Kirn’s 2001 novel Up in the Air was made into the critically-acclaimed 2009 film starring George Clooney. His memoir Lost in the Meritocracy: The Undereducation of an Overachiever chronicles his own adventure going from rural Minnesota to the Ivy League. Lately, he co-hosts the podcast America This Week and is the co-founder of County Highway, a new print magazine about America in the form of a nineteenth-century newspaper.

In late June, I flew to Montana and drove out to meet Kirn at his home in Livingston, on the Yellowstone River, where he’s lived for 33 years. Livingston’s last industry, a local sawmill, fully shuttered a few years ago, and the town now sustains itself on summer tourists to Yellowstone National Park.

Downtown Livingston could be confused for a Hollywood backdrop, which suits its resident part-time Writers Guild of America screenwriter.
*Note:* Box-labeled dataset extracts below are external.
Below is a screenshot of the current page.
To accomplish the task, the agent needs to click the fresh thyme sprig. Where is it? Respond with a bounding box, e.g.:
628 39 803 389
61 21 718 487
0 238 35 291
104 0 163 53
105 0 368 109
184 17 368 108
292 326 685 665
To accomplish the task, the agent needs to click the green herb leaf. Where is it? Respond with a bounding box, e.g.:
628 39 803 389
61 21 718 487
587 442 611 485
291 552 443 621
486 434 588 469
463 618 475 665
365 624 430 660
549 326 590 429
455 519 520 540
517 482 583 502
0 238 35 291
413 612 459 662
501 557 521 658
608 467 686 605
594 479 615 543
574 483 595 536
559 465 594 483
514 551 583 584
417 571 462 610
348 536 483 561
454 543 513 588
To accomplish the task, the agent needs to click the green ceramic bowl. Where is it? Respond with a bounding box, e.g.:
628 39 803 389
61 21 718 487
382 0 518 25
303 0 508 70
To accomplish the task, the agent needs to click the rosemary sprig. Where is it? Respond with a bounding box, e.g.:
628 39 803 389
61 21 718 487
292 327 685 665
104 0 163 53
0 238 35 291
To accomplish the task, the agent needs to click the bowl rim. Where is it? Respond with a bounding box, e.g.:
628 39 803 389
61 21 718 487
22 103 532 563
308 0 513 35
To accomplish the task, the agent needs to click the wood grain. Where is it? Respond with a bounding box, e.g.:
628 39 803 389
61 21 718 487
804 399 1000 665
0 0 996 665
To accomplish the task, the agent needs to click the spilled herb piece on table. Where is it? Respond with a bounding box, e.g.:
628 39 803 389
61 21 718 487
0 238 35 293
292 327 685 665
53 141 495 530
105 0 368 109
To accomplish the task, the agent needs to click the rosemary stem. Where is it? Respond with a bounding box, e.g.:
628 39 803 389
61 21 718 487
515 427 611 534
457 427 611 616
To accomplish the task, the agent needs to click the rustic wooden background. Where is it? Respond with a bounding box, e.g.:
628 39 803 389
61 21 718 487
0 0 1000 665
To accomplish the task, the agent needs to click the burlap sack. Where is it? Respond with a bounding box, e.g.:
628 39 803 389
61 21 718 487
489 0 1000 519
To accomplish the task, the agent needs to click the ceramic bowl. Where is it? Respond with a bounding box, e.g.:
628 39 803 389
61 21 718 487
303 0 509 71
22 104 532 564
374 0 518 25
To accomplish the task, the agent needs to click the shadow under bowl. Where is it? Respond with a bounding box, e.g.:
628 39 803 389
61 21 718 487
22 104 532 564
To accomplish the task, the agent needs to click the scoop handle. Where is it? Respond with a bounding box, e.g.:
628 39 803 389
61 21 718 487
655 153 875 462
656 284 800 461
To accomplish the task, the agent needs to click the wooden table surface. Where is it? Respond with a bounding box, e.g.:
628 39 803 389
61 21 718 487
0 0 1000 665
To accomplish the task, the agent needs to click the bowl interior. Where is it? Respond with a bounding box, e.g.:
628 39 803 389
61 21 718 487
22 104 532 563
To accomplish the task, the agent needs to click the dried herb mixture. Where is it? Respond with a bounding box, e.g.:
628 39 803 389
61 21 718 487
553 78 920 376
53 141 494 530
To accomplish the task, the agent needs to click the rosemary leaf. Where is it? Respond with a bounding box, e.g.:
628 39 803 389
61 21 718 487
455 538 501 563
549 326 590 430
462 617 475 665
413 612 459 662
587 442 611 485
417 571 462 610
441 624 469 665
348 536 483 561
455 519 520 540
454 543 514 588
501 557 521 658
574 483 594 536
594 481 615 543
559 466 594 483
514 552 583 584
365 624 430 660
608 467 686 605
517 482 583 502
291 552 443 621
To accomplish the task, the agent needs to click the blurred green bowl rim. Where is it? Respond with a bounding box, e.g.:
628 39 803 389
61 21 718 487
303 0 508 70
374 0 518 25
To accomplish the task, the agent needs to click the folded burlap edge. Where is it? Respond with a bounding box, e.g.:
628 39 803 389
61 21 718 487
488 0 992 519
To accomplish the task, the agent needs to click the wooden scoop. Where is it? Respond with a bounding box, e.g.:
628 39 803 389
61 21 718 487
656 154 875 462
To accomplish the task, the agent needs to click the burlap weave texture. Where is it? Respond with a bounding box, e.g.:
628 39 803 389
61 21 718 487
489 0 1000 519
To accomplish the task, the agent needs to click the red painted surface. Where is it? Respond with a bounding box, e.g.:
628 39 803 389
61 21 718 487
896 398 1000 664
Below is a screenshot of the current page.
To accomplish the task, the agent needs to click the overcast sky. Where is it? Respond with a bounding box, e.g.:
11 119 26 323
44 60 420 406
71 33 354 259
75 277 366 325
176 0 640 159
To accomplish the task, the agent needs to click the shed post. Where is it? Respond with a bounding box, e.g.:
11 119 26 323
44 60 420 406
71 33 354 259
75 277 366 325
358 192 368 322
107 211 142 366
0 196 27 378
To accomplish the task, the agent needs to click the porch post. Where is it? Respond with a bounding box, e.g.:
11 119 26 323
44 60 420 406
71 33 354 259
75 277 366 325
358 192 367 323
He tells me he’s on strike for “the duration” and can’t talk to the producer of the new film he’s writing. He’s also working on a new book that’s a travelog of his road trip across the Mountain West during the pandemic.

Between meals in Livingston’s hipper cafes and a long drive out into the mountains in his pickup truck, I ask Kirn how it was that the big American story got so far off script.